Menteri Komunikasi dan Digital Meutya Hafid menyebut peluncuran yang bertepatan dengan peringatan Hari Bhakti Postel ke-80 itu sebagai tonggak baru sekaligus momen simbolis untuk menegaskan komitmen Indonesia mempercepat transformasi digital.
“Hari ini kita membuat sejarah baru dengan melahirkan Innovation Hub pertama dari Kemkomdigi bekerja sama dengan para stakeholder dari Kemkomdigi untuk menjadi cikal bakal kemajuan transformasi digital di tanah air,” ujar Meutya dalam keterangannya di Bandung, Sabtu (27/9/2025).
Menurut Meutya, Bandung dipilih sebagai lokasi Garuda Spark Innovation Hub karena sejak lama dikenal sebagai pusat kreativitas, pendidikan, dan teknologi. “Bandung menjelma menjadi kota dengan identitas kuat, pusat kreativitas, pendidikan, dan teknologi. Karena itu kami memilih Garuda Spark Innovation Hub pertama di Kota Bandung,” katanya.
Ia menjelaskan, Innovation Hub ini dirancang menjadi ruang berkumpul, berdiskusi, dan berkolaborasi bagi pelaku startup digital dengan dukungan fasilitas seperti ruang rapat, ruang kelas, internet berkecepatan tinggi, serta akses jejaring dengan mentor, investor, dan komunitas teknologi. Kehadiran hub ini diharapkan menjadi wadah lahirnya ide-ide baru dari anak muda Bandung.

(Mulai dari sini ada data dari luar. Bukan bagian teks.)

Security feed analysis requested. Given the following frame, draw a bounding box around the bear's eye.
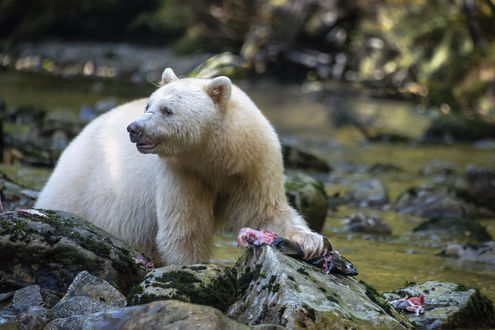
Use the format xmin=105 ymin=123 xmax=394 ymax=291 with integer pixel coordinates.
xmin=160 ymin=106 xmax=174 ymax=116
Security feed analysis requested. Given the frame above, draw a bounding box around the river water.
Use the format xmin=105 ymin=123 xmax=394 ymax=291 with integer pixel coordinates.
xmin=0 ymin=72 xmax=495 ymax=300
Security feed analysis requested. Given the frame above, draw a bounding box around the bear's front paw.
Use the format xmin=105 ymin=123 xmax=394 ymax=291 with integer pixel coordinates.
xmin=288 ymin=232 xmax=325 ymax=259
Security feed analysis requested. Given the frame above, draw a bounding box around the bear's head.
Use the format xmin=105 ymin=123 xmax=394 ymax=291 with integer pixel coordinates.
xmin=127 ymin=68 xmax=232 ymax=156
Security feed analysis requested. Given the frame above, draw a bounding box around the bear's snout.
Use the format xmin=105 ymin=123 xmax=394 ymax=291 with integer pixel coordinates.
xmin=127 ymin=121 xmax=143 ymax=143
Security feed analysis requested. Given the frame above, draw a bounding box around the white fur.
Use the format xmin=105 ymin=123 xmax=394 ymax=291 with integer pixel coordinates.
xmin=35 ymin=70 xmax=323 ymax=264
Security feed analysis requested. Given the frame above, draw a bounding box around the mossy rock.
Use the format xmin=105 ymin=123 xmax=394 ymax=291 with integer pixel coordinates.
xmin=0 ymin=210 xmax=144 ymax=295
xmin=227 ymin=246 xmax=412 ymax=329
xmin=384 ymin=281 xmax=495 ymax=329
xmin=285 ymin=172 xmax=328 ymax=232
xmin=128 ymin=264 xmax=237 ymax=311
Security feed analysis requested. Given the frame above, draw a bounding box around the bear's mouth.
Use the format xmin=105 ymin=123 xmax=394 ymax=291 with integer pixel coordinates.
xmin=136 ymin=143 xmax=156 ymax=154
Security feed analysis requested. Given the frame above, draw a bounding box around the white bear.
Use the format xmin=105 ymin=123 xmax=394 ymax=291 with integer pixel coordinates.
xmin=35 ymin=68 xmax=323 ymax=264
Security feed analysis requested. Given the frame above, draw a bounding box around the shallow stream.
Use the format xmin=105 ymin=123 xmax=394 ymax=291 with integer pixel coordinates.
xmin=0 ymin=72 xmax=495 ymax=300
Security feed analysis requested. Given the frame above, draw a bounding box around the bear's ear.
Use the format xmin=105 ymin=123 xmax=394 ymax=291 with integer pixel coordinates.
xmin=160 ymin=68 xmax=179 ymax=86
xmin=206 ymin=76 xmax=232 ymax=107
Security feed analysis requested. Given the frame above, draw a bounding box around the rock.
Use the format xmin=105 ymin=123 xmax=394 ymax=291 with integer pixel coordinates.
xmin=45 ymin=300 xmax=249 ymax=330
xmin=282 ymin=145 xmax=332 ymax=173
xmin=12 ymin=285 xmax=43 ymax=313
xmin=189 ymin=52 xmax=247 ymax=80
xmin=350 ymin=179 xmax=389 ymax=208
xmin=464 ymin=166 xmax=495 ymax=210
xmin=227 ymin=246 xmax=412 ymax=329
xmin=129 ymin=264 xmax=237 ymax=311
xmin=50 ymin=296 xmax=116 ymax=318
xmin=384 ymin=281 xmax=495 ymax=329
xmin=422 ymin=114 xmax=495 ymax=143
xmin=17 ymin=306 xmax=51 ymax=330
xmin=0 ymin=210 xmax=144 ymax=296
xmin=0 ymin=309 xmax=16 ymax=330
xmin=63 ymin=270 xmax=127 ymax=307
xmin=285 ymin=172 xmax=328 ymax=232
xmin=344 ymin=213 xmax=392 ymax=235
xmin=437 ymin=241 xmax=495 ymax=264
xmin=394 ymin=187 xmax=475 ymax=218
xmin=413 ymin=218 xmax=492 ymax=242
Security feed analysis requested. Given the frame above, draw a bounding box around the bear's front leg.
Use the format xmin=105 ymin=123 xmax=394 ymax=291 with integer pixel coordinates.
xmin=156 ymin=172 xmax=215 ymax=265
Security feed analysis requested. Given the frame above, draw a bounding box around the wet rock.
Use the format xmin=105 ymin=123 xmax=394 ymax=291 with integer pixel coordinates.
xmin=350 ymin=179 xmax=389 ymax=208
xmin=11 ymin=285 xmax=43 ymax=313
xmin=384 ymin=281 xmax=495 ymax=329
xmin=464 ymin=166 xmax=495 ymax=210
xmin=413 ymin=218 xmax=492 ymax=242
xmin=50 ymin=129 xmax=70 ymax=159
xmin=45 ymin=300 xmax=249 ymax=330
xmin=0 ymin=309 xmax=16 ymax=330
xmin=423 ymin=114 xmax=495 ymax=143
xmin=367 ymin=163 xmax=402 ymax=174
xmin=0 ymin=210 xmax=144 ymax=296
xmin=189 ymin=52 xmax=247 ymax=79
xmin=227 ymin=246 xmax=412 ymax=329
xmin=394 ymin=187 xmax=475 ymax=218
xmin=17 ymin=306 xmax=52 ymax=330
xmin=4 ymin=107 xmax=84 ymax=167
xmin=438 ymin=241 xmax=495 ymax=264
xmin=129 ymin=264 xmax=237 ymax=311
xmin=0 ymin=173 xmax=38 ymax=210
xmin=282 ymin=145 xmax=332 ymax=173
xmin=344 ymin=213 xmax=392 ymax=235
xmin=50 ymin=296 xmax=115 ymax=318
xmin=63 ymin=270 xmax=127 ymax=307
xmin=285 ymin=172 xmax=328 ymax=232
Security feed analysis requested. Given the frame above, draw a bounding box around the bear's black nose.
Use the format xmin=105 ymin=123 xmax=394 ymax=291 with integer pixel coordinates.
xmin=127 ymin=122 xmax=142 ymax=142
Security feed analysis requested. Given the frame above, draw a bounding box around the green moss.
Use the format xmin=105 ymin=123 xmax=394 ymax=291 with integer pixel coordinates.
xmin=127 ymin=284 xmax=144 ymax=305
xmin=72 ymin=233 xmax=112 ymax=257
xmin=450 ymin=285 xmax=495 ymax=328
xmin=130 ymin=269 xmax=237 ymax=311
xmin=0 ymin=219 xmax=37 ymax=242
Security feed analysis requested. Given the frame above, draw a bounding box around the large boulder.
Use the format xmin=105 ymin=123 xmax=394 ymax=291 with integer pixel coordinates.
xmin=129 ymin=264 xmax=237 ymax=311
xmin=285 ymin=172 xmax=328 ymax=232
xmin=45 ymin=300 xmax=249 ymax=330
xmin=384 ymin=281 xmax=495 ymax=329
xmin=227 ymin=246 xmax=412 ymax=329
xmin=0 ymin=210 xmax=144 ymax=295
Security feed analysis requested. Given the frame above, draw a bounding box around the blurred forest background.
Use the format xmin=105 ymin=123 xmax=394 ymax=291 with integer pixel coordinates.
xmin=0 ymin=0 xmax=495 ymax=117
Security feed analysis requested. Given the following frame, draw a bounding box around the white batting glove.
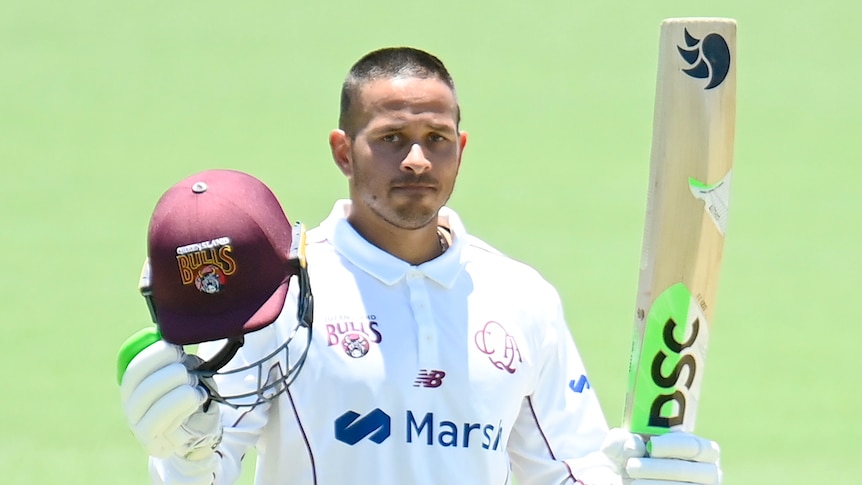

“Garuda Spark Innovation Hub dapat menjadi ruang berkumpul dan berdiskusi untuk melahirkan inovasi melalui startup-startup baru di bidang digital,” tambah Meutya.
Meutya juga menyampaikan, Innovation Hub serupa direncanakan hadir di kota-kota lain untuk menjaring kreativitas generasi muda di seluruh Indonesia.
Sementara itu, Direktur Jenderal Ekosistem Digital Kemkomdigi Edwin Hidayat Abdullah menekankan bahwa pengembangan Innovation Hub didasarkan pada karakteristik potensi dan demografi masing-masing wilayah. “Inovasi tidak boleh terpusat, melainkan harus berangkat dari potensi dan demografi wilayah masing-masing,” tegas Edwin.
Dengan prinsip locally adapted, nationally coordinated serta slogan “From Spark to Impact”, Garuda Spark Innovation Hub diharapkan mampu mengubah ide sederhana menjadi solusi nyata yang berdampak bagi masyarakat.